The cost of living crisis is a the key question for Conservative leadership candidates hoping to become the next UK Prime Minister. But the tax strategy proposed by the two latest Conservative leadership contenders, Rishi Sunak and Liz Truss, will not solve the problem.
Instead, we need a more comprehensive approach that supports all UK households, but especially those in poorer areas, which have been hit hardest by rising bills and slowing economic growth. Understanding how and why inflation has affected these households is an important step in evaluating the solutions proposed by the candidates.
Inflation rate in the UK
One of the main factors in the current economic situation in the UK is the high level of inflation – 9.4% as of June 2022 – outpaced the growth of wages and benefits. Although Great Britain unemployment held at 3.8% from March to May 2022, real disposable incomes (wages adjusted for inflation and after taxes and benefits) fell by recording 2.8% over the same period.
This means that work becomes less efficient defending against poverty, particularly in areas of the UK where incomes and investment are lower; where infrastructure needs updating and where the overall economic outlook is bleaker than for the rest of the country. The situation is further aggravated by the increase in taxes in 2021 the biggest tax increase (as a share of national income) in any year since 1993.
The final Tory contenders for Conservative Party leader and Prime Minister will take part in a one-on-one debate in Stoke-on-Trent on July 25. As an economist working on poverty reduction and lives in Stoke-on-Trent – one of the the most disadvantaged parts of the UK – I see the effects of the cost of living crisis every day. The tax strategies put forward by Sunak and Truss will have major implications for the areas of the UK hardest hit by the rising cost of living.

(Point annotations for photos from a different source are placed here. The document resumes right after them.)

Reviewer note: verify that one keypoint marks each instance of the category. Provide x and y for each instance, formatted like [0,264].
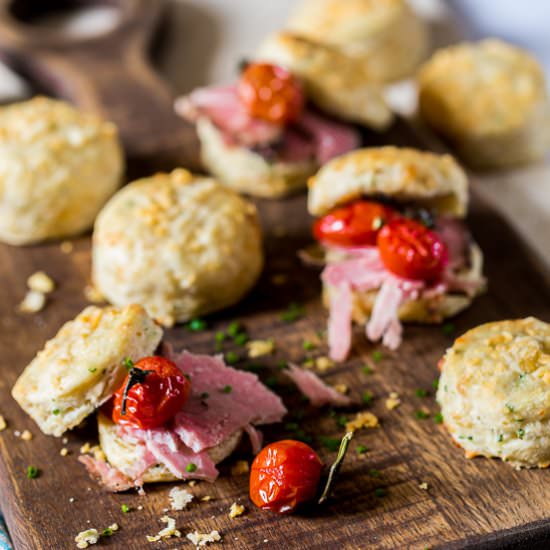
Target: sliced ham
[110,478]
[235,400]
[315,389]
[312,136]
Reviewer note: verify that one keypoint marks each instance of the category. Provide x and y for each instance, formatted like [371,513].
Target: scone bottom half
[82,366]
[494,392]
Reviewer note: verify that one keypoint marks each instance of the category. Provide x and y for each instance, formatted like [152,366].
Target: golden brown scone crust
[406,175]
[338,83]
[179,244]
[386,35]
[490,100]
[494,391]
[248,172]
[82,366]
[122,455]
[422,310]
[58,167]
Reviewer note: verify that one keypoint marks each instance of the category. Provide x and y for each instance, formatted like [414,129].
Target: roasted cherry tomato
[271,93]
[356,224]
[153,392]
[283,475]
[410,250]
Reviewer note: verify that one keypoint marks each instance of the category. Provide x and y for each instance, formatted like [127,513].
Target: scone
[82,365]
[494,392]
[58,167]
[394,242]
[289,113]
[489,100]
[179,244]
[203,428]
[385,35]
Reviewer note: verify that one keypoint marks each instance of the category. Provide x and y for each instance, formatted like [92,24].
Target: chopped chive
[367,397]
[308,346]
[330,443]
[231,357]
[234,328]
[293,313]
[448,329]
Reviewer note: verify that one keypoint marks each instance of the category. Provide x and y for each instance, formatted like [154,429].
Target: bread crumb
[66,247]
[92,294]
[279,279]
[363,419]
[239,468]
[87,537]
[257,348]
[40,282]
[393,401]
[323,363]
[33,302]
[179,498]
[201,539]
[166,533]
[236,510]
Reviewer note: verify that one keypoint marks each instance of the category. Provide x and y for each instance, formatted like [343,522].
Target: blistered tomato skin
[158,396]
[356,224]
[410,250]
[271,93]
[283,475]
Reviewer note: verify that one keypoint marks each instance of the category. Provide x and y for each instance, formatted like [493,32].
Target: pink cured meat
[235,400]
[315,389]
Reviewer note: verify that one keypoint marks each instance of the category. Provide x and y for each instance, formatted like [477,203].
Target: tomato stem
[335,468]
[135,376]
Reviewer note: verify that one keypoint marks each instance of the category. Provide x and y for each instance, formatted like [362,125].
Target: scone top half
[83,365]
[394,241]
[494,391]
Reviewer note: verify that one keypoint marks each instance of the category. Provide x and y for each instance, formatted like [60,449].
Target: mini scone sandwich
[489,100]
[396,248]
[161,417]
[494,392]
[288,114]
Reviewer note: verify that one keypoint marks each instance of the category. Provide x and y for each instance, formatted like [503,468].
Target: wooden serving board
[469,503]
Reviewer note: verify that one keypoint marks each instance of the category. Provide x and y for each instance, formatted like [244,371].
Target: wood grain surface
[469,503]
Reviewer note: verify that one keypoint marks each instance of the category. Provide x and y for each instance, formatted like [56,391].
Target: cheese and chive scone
[179,244]
[494,392]
[83,365]
[385,35]
[357,283]
[58,167]
[489,100]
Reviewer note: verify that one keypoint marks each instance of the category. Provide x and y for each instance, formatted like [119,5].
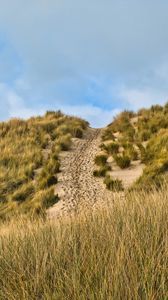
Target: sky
[90,58]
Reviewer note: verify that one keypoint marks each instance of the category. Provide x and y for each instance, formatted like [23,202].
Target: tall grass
[29,160]
[117,252]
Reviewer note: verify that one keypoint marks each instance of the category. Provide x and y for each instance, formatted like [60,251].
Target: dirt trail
[77,187]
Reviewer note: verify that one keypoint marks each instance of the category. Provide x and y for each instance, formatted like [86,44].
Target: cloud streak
[82,53]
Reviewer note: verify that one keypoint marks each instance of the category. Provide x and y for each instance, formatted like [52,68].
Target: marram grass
[118,252]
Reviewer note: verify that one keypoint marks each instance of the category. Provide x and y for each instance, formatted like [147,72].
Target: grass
[102,171]
[29,159]
[114,185]
[140,136]
[101,159]
[118,252]
[122,161]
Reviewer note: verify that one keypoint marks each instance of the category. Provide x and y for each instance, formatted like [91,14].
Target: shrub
[113,184]
[64,142]
[122,161]
[101,159]
[101,172]
[53,166]
[47,181]
[143,152]
[24,192]
[44,199]
[108,135]
[77,132]
[112,147]
[145,135]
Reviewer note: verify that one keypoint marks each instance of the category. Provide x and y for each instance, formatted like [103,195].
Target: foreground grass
[29,160]
[120,252]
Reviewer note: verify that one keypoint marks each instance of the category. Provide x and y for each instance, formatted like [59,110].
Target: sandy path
[77,187]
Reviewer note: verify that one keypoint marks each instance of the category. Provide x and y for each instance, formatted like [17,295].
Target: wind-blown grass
[118,252]
[29,160]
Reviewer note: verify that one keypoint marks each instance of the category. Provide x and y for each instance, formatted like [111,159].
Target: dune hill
[59,164]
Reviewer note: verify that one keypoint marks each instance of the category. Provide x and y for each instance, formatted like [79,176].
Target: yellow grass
[119,252]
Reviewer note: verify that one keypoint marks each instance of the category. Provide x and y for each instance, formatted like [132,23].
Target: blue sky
[89,58]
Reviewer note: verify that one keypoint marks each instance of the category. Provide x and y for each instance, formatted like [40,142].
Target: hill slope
[59,163]
[29,161]
[136,148]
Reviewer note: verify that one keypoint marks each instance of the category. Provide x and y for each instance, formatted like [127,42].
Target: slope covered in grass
[29,160]
[119,252]
[142,137]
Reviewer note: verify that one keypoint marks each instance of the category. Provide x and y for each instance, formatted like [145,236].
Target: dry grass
[29,160]
[119,252]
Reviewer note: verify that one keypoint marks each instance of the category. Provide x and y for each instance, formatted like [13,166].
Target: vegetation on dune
[114,185]
[29,158]
[140,136]
[118,252]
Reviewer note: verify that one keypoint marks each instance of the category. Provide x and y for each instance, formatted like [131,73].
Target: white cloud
[13,105]
[97,116]
[144,97]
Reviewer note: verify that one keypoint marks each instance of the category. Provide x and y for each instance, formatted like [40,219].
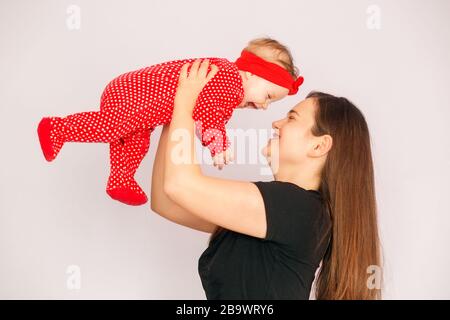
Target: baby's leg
[126,155]
[109,124]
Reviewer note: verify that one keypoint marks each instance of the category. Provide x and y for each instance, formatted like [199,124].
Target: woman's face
[293,141]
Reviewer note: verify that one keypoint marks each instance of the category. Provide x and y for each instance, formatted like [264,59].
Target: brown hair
[273,51]
[347,186]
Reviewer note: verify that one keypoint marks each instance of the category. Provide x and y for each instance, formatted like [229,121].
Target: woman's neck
[304,178]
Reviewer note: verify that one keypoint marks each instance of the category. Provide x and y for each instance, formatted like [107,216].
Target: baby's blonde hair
[273,51]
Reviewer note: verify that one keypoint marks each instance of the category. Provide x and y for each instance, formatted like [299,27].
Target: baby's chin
[248,105]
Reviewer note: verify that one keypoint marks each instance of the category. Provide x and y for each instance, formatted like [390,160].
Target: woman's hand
[191,84]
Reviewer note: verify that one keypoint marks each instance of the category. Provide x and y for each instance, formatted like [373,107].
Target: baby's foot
[51,143]
[130,194]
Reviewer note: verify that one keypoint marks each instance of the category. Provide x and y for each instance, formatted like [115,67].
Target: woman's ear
[322,146]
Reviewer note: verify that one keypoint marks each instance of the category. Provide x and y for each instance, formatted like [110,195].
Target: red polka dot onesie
[131,106]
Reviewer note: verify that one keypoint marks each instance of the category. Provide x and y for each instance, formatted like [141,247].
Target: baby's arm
[210,124]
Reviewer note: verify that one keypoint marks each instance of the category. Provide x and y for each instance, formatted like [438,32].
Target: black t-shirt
[281,266]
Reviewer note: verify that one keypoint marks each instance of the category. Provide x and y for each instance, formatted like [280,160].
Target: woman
[270,237]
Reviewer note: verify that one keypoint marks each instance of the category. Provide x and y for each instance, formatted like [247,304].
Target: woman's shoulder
[288,189]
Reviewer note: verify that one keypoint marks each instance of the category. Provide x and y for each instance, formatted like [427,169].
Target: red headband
[268,70]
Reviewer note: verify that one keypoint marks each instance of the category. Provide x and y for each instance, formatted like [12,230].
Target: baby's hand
[223,158]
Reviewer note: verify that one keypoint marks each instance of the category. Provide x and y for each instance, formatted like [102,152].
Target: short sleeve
[294,216]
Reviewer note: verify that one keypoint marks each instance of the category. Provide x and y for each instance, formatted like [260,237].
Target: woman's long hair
[348,188]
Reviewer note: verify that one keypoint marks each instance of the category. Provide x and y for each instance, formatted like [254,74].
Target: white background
[53,215]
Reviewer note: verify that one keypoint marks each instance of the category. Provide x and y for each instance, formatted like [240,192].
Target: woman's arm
[162,204]
[234,205]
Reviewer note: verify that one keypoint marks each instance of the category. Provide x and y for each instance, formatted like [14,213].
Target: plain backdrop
[391,58]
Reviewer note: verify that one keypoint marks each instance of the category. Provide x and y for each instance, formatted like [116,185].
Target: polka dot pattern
[134,103]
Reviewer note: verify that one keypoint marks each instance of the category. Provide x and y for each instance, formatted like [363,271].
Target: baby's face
[259,92]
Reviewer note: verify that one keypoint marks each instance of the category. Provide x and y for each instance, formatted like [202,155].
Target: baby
[134,103]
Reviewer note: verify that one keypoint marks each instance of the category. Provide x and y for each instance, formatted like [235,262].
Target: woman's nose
[276,124]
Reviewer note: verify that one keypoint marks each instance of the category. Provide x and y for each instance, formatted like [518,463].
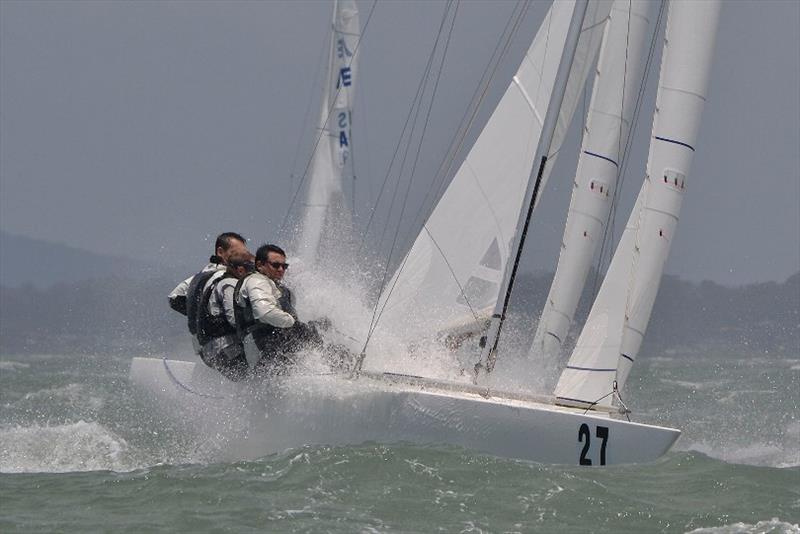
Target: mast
[612,336]
[620,72]
[324,200]
[489,342]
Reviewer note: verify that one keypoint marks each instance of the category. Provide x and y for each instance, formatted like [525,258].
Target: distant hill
[26,261]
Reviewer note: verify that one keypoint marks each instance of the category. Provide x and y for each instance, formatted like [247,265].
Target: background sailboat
[324,212]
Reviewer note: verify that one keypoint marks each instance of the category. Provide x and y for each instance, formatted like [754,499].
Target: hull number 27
[584,436]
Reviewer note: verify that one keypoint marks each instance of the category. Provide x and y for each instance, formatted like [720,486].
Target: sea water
[82,451]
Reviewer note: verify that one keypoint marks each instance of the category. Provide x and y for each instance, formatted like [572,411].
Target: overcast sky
[142,128]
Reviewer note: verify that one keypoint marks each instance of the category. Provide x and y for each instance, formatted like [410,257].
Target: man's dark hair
[264,250]
[241,261]
[224,240]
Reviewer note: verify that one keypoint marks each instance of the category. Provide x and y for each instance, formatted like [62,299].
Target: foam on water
[771,526]
[80,446]
[8,365]
[755,453]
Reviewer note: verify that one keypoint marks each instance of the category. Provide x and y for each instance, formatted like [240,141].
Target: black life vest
[241,312]
[193,297]
[210,326]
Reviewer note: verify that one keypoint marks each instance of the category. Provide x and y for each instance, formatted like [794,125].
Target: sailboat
[460,272]
[324,206]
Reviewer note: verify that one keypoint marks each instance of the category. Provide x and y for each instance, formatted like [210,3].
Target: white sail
[620,70]
[456,264]
[610,340]
[324,201]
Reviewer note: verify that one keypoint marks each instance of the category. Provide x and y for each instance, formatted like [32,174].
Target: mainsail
[612,336]
[324,201]
[620,70]
[455,267]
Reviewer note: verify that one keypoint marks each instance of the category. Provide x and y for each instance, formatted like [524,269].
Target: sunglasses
[278,265]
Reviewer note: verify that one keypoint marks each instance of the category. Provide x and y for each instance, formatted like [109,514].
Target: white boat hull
[251,420]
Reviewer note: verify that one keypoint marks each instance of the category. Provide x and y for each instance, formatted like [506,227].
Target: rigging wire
[469,117]
[608,233]
[467,120]
[299,143]
[321,133]
[416,108]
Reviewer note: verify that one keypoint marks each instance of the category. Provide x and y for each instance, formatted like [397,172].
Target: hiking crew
[220,346]
[265,315]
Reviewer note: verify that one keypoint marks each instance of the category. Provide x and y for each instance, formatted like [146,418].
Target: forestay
[620,70]
[453,271]
[612,336]
[324,201]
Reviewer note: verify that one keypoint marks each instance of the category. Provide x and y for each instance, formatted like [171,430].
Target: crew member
[186,296]
[220,346]
[266,314]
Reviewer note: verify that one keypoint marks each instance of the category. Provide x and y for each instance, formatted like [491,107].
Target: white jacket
[264,298]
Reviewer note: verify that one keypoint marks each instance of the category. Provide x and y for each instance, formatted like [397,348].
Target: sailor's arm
[177,298]
[267,310]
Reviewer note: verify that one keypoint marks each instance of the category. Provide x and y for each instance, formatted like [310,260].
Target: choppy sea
[82,451]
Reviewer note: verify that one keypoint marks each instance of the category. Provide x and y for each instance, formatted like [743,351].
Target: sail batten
[447,270]
[618,320]
[619,75]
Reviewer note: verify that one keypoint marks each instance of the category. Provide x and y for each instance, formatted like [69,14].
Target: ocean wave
[73,394]
[772,526]
[9,365]
[66,448]
[762,454]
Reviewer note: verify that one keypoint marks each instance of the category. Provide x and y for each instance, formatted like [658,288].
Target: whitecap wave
[9,365]
[66,448]
[72,394]
[771,526]
[758,453]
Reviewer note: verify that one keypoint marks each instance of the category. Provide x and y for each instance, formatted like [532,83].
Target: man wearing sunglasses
[266,317]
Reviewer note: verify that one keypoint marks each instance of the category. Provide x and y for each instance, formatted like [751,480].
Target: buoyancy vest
[241,312]
[210,326]
[194,294]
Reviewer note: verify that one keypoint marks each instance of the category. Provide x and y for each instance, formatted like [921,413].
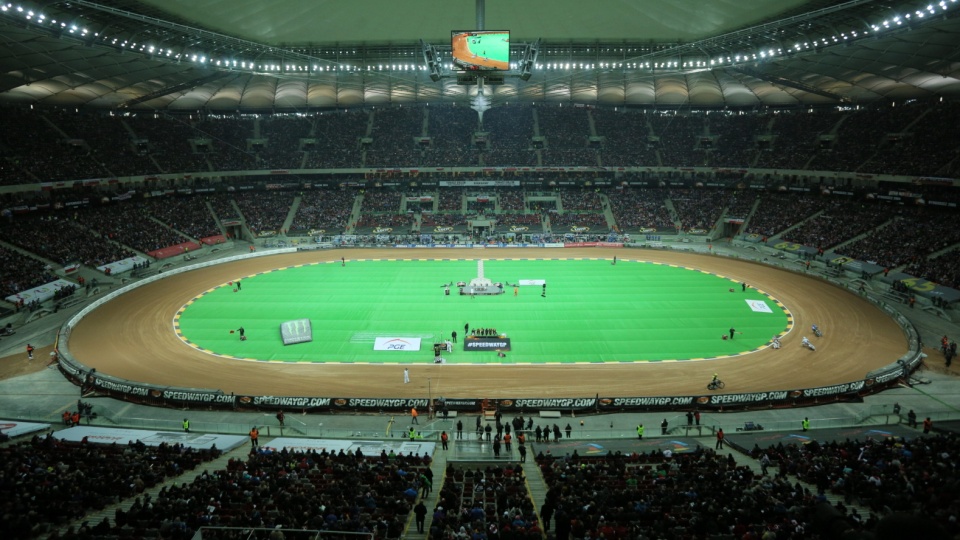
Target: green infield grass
[593,312]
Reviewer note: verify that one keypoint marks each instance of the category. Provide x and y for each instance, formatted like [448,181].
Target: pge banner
[396,344]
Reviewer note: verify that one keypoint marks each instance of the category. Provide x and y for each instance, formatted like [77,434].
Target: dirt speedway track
[132,337]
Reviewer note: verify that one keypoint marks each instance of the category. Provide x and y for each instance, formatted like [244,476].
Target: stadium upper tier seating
[49,145]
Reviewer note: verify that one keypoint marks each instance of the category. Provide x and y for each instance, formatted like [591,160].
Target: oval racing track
[132,337]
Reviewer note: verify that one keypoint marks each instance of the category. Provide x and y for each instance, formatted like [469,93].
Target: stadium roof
[295,55]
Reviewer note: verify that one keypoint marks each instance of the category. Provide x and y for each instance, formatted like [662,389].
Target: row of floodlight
[230,63]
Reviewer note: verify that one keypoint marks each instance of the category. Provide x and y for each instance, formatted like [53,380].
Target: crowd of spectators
[640,208]
[625,138]
[581,201]
[510,128]
[283,134]
[699,494]
[491,503]
[567,131]
[698,208]
[861,134]
[579,219]
[678,135]
[228,136]
[795,138]
[129,225]
[735,144]
[110,144]
[57,481]
[511,200]
[443,220]
[337,136]
[395,130]
[840,221]
[19,272]
[381,201]
[60,238]
[451,129]
[188,215]
[451,200]
[480,205]
[324,210]
[167,139]
[942,269]
[778,210]
[222,204]
[914,234]
[913,139]
[740,203]
[41,152]
[931,143]
[509,220]
[397,222]
[913,476]
[264,212]
[281,490]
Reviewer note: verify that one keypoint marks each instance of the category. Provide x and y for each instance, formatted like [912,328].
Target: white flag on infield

The Foreign Secretary’s tax strategy reveals that she sees inflation in the UK as “cost-led”, meaning a reduction in the supply of goods and services. With such inflation, prices are pushed to increase the cost of production and raw materials.
The current inflation situation in the UK is partly due to the supply chain issues that businesses have been struggling with to meet post-pandemic demand boom. Higher oil pricesas a result of the war in Ukraine, did not help the situation.
The farm too blame Inflation in the UK on the Bank of England increases the money supply. In addition to setting a money supply target, Truss wants to focus on increasing the production supply. Her promise to cut both personal and corporate taxes through a £30bn tax cut package criticized as inflationary by Sunak. She has not presented yet exact details plan, however.
On the other hand, the former chancellor’s proposals for economic strategy are aimed at combating demand-side inflation. This type of inflation occurs when there is too much demand for limited goods and services being produced. This causes prices to rise, which leads to inflation. This excessive demand can also be described as too much money waiting for too few goods.
Sunak intends to stick with his plan since the chancellor to increase both National insurance and corporate income tax. This will mean promotion corporate tax from 19% to 25% next spring, while offering investment aid for firms. He has too laid down a 1p cut in the basic rate of income tax in April 2024.
The ex-chancellor was criticized for the disarray of the current government monetary policy contributing to high inflation in the UK. However, before launching his campaign, the chancellor announced a multibillion-dollar support package which he said would have “minimal impact» in conditions of further growth of inflation.
How to help “abandoned” areas
The cost of living crisis reflects elements of both types of inflation. Difficulties in obtaining the materials needed to produce goods, rising wages, and rising prices for energy and agricultural commodities are all signs of inflation, which increases costs. The result was demand inflation increase in government spending during the COVID crisis and higher household spending due to savings made during a pandemic.
Inflation caused by rising costs cannot be solved by higher taxes on households, as Sunak suggested, especially since most of the inflation in this case imported, for example, by increasing energy prices. Higher taxation in this case will only hurt households that are already struggling with spending. On the other hand, Truss’ plan to cut taxes indiscriminately could worsen inflation.
Levels of deprivation in Stoke-on-Trent
This is especially true for England.”left behind» neighborhood. These districts – mainly in post-industrial and coastal parts of England – were severely injured through the cost of living crisis. More than a quarter (26.7%) of people living in the remaining areas deprived of incomecompared to 12.9% in England as a whole.
A more nuanced approach to taxation is needed if we are to help these areas in particular. The tax cuts could ease the burden on struggling households and small businesses, along with tax increases for large firms – especially those that have significant profits such as energy sector.
The 25% windfall tax introduced on oil and gas companies last May is a good example of how the next government could use business taxes to support those experiencing fuel poverty. This directly benefits the remaining areas fuel poverty is a problem for 8.8% of people, compared to 2.3% in England as a whole.
Tax incentives for investment that benefit the areas left behind should also be on the next government’s agenda. Tax cuts for firms actively investing in the UK economy would be a good start – especially for those investing in the left boroughs. This could create higher-paying jobs and spur economic growth in these communities and across the country.